Depois de dez anos com o afecto e devoção com que elegeram e zelaram pela múmia que vagueou pelo palácio de Belém, as boas almas indígenas portuguesas, no próximo domingo, vão com a mesma mesma devoção poder escolher um novo candidato. Pelo entusiasmo da campanha, a coisa não promete nada de interessante, quer dos candidatos, mais dados a dizerem vacuidades entre um pastel e uma beijoca, quer por parte da populaça, que olha a escolha, com a mesma sublime vulgaridade com que discute e se interessa entre quem entra ou sai nos participantes da vacaria na TVI. Parece que como na ‘quinta’, escolher um Presidente da República, tem tanto de importância e interesse, quanto o de só entreter o pagode, daí que ao ‘bom povo’, tanto se lhes faz quem seja o indigente escolhido para tratar dos animais, cavar o jardim e animar o ambiente. E já nem discutem o preço. E como é caro manter o tratador do Palácio de Belém. Tão caro, que é seis vezes mais caro que a realeza espanhola. Mas isso pouco conta, cá o regime até é republicano, e o bom português gosta de uma boa história, muito sórdida se possível, mas onde os ‘bons malandros’ saibam jogar com as palavras que gostam de ouvir.

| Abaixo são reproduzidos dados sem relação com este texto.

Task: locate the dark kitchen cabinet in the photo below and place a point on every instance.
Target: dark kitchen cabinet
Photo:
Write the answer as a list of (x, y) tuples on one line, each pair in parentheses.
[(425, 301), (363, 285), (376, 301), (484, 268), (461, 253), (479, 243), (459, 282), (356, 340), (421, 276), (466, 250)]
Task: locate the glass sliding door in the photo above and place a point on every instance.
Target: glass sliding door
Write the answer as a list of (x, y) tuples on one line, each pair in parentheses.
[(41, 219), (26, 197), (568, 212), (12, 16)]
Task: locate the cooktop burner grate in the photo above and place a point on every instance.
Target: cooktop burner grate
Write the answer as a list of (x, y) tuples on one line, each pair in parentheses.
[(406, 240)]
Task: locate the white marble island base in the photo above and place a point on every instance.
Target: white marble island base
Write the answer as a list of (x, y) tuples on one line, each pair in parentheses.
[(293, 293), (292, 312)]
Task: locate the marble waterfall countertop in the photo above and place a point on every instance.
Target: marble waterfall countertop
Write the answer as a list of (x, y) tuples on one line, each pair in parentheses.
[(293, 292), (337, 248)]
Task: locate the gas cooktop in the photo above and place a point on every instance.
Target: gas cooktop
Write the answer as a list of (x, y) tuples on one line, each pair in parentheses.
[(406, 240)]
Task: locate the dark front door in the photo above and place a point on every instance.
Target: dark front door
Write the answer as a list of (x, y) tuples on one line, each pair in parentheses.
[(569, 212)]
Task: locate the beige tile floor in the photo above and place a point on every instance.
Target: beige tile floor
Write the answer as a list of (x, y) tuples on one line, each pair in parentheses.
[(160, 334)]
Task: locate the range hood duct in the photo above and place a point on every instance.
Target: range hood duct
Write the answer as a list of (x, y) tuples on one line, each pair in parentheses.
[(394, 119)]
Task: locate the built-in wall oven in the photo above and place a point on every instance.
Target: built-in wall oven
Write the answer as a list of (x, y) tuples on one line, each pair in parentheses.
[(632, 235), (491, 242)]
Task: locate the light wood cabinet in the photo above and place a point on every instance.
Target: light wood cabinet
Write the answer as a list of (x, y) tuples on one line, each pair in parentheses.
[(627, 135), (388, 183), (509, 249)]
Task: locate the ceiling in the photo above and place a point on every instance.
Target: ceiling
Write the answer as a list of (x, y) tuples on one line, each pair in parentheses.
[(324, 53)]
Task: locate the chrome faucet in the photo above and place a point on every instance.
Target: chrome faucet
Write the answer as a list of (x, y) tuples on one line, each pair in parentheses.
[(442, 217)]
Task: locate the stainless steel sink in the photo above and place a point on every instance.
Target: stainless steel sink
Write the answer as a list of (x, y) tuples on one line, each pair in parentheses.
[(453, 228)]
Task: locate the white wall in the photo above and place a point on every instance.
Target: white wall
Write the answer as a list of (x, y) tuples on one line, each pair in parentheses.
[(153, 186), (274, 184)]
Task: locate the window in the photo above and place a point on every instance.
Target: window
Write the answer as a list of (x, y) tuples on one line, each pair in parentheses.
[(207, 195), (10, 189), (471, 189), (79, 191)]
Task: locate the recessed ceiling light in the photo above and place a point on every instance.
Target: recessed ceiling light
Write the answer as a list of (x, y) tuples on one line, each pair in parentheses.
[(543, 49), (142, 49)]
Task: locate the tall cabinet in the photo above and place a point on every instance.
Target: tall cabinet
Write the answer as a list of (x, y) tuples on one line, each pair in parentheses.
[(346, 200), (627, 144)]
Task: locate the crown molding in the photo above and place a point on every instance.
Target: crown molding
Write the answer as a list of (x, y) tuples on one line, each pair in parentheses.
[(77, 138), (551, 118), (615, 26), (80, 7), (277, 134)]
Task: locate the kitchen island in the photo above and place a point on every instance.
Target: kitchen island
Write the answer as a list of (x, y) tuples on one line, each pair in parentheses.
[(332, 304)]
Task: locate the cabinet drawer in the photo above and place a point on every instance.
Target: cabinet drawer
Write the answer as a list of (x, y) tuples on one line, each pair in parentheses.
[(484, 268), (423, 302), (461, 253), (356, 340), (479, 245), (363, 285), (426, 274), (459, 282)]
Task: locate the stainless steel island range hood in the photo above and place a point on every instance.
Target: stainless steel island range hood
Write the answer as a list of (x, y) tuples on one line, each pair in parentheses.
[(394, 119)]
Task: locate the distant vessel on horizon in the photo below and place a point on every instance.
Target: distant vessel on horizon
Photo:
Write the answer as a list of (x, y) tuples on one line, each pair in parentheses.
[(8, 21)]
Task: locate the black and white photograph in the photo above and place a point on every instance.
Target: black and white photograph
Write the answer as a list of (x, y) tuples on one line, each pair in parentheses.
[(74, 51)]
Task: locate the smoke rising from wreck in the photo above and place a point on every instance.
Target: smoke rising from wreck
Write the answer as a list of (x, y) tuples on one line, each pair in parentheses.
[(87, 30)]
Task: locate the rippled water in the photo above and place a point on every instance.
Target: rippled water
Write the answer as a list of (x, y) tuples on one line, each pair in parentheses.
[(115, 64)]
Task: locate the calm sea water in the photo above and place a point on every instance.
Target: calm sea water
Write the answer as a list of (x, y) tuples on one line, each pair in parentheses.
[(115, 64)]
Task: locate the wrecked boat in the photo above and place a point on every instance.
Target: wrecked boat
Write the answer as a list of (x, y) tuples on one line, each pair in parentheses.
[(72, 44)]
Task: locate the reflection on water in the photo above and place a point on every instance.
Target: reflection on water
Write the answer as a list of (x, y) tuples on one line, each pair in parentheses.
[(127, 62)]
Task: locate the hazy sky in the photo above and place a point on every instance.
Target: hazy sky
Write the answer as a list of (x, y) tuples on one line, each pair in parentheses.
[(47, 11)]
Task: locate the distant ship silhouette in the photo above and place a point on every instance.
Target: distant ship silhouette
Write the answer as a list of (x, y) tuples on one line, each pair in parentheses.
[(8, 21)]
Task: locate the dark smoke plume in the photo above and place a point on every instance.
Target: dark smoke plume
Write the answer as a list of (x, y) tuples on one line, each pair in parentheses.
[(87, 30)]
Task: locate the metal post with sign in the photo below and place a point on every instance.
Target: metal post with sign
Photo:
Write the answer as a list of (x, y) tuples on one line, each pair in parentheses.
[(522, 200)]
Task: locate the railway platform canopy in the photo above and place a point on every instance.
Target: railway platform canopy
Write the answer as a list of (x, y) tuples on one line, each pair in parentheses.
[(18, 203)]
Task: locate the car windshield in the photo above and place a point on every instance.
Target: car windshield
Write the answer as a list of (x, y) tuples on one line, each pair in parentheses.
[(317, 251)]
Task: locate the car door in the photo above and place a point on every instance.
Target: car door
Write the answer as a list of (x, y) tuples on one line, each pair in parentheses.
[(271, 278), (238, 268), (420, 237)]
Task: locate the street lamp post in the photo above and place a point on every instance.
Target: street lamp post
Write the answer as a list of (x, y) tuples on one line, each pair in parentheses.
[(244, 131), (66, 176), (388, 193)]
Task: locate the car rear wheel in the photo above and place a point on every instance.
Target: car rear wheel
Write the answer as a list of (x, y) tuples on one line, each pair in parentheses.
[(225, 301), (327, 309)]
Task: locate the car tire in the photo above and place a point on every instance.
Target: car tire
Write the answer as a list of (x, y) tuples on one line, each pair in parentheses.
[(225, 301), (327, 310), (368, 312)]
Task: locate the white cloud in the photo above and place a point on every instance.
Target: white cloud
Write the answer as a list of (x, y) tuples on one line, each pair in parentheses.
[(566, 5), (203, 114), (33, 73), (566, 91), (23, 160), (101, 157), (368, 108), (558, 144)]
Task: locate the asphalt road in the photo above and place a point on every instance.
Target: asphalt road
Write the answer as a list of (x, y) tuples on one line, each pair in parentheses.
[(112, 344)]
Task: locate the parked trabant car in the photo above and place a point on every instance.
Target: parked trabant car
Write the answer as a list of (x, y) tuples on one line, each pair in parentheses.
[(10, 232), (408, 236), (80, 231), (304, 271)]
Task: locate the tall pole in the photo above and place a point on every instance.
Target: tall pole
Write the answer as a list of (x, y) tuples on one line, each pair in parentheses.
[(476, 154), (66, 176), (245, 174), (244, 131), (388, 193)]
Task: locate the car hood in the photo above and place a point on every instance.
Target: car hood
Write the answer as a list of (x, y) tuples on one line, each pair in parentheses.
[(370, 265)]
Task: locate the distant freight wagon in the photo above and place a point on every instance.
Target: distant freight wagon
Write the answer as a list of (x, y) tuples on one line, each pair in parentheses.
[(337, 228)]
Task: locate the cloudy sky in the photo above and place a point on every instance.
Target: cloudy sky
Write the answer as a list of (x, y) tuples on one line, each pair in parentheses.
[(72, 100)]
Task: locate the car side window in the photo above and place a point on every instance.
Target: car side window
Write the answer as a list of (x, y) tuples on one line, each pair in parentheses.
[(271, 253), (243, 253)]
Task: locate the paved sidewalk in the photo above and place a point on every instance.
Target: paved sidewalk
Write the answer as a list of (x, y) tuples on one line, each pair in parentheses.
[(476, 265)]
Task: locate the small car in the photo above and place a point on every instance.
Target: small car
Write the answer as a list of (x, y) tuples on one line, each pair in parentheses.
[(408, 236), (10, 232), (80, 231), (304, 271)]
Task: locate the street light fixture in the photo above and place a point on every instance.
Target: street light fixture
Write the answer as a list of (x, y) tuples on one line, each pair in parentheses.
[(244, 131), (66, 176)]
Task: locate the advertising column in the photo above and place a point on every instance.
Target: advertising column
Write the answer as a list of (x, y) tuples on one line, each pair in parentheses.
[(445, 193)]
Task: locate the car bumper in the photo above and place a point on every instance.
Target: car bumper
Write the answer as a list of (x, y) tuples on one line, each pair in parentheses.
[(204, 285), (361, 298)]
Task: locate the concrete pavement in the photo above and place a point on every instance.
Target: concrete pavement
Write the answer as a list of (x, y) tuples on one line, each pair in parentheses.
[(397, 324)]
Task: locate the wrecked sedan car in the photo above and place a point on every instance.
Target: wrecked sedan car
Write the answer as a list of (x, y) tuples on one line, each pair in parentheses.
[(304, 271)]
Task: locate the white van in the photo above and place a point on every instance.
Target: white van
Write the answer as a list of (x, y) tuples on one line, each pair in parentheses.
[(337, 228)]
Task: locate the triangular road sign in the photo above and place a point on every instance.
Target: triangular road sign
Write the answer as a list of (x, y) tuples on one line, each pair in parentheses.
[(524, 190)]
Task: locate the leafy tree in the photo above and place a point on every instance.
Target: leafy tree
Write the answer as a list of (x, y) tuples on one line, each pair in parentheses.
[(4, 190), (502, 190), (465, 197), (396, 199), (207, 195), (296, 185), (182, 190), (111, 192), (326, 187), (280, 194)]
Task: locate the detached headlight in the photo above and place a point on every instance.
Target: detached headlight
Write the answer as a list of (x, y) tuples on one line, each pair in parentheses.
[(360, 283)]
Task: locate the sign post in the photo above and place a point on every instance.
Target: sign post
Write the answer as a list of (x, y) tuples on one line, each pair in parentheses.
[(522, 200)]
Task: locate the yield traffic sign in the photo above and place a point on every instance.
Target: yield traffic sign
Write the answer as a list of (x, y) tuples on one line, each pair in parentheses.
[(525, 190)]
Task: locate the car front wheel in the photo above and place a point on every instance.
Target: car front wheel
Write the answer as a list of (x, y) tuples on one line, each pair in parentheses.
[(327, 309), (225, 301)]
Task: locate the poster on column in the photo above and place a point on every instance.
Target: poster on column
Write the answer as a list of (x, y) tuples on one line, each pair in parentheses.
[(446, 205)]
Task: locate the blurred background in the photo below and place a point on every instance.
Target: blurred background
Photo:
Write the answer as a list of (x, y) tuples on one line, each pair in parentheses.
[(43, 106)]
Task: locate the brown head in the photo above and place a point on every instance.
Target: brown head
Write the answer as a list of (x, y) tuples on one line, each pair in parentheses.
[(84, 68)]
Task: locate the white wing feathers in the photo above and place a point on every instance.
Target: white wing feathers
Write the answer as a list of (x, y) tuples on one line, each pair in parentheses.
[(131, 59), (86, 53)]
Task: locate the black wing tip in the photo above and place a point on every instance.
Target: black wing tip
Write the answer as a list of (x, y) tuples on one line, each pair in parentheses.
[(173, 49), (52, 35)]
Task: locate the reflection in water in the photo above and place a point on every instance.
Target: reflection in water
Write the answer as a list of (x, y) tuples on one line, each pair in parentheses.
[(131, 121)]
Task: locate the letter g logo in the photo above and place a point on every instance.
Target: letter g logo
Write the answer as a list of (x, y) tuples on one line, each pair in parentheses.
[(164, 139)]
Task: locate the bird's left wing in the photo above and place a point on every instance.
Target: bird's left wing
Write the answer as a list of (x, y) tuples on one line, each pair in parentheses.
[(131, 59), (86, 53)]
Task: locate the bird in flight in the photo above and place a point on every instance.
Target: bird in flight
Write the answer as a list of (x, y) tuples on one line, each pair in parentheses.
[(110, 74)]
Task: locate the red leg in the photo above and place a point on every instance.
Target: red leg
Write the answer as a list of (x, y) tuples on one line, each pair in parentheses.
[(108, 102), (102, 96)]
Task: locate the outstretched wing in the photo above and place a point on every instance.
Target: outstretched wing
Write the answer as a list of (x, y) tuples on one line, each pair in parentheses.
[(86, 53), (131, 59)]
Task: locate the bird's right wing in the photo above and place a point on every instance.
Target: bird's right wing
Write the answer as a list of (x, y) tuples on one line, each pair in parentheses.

E eles, os ‘bons malandros’, aí estão, para gozo de uns tantos, e muita tristeza de muitos mais. Um mano a mano, só que com dez candidatos para todos os gostos, cores e paladares.

Fatal como o destino, neste caso o destino é ditado por imperativo legal e constitucional, domingo, a rapaziada mais dada a estas coisas da clubite partidária, já tem aprazada a romaria que os volta a levar à escolha do novo espécime que vai ocupar a gaiola dourada junto aos Jerónimos. E não vale dizer que são candidatos a mais. São dez, o que comparado com a ida às urnas de Outubro passado, em questão de números, até é nem é coisa por demais.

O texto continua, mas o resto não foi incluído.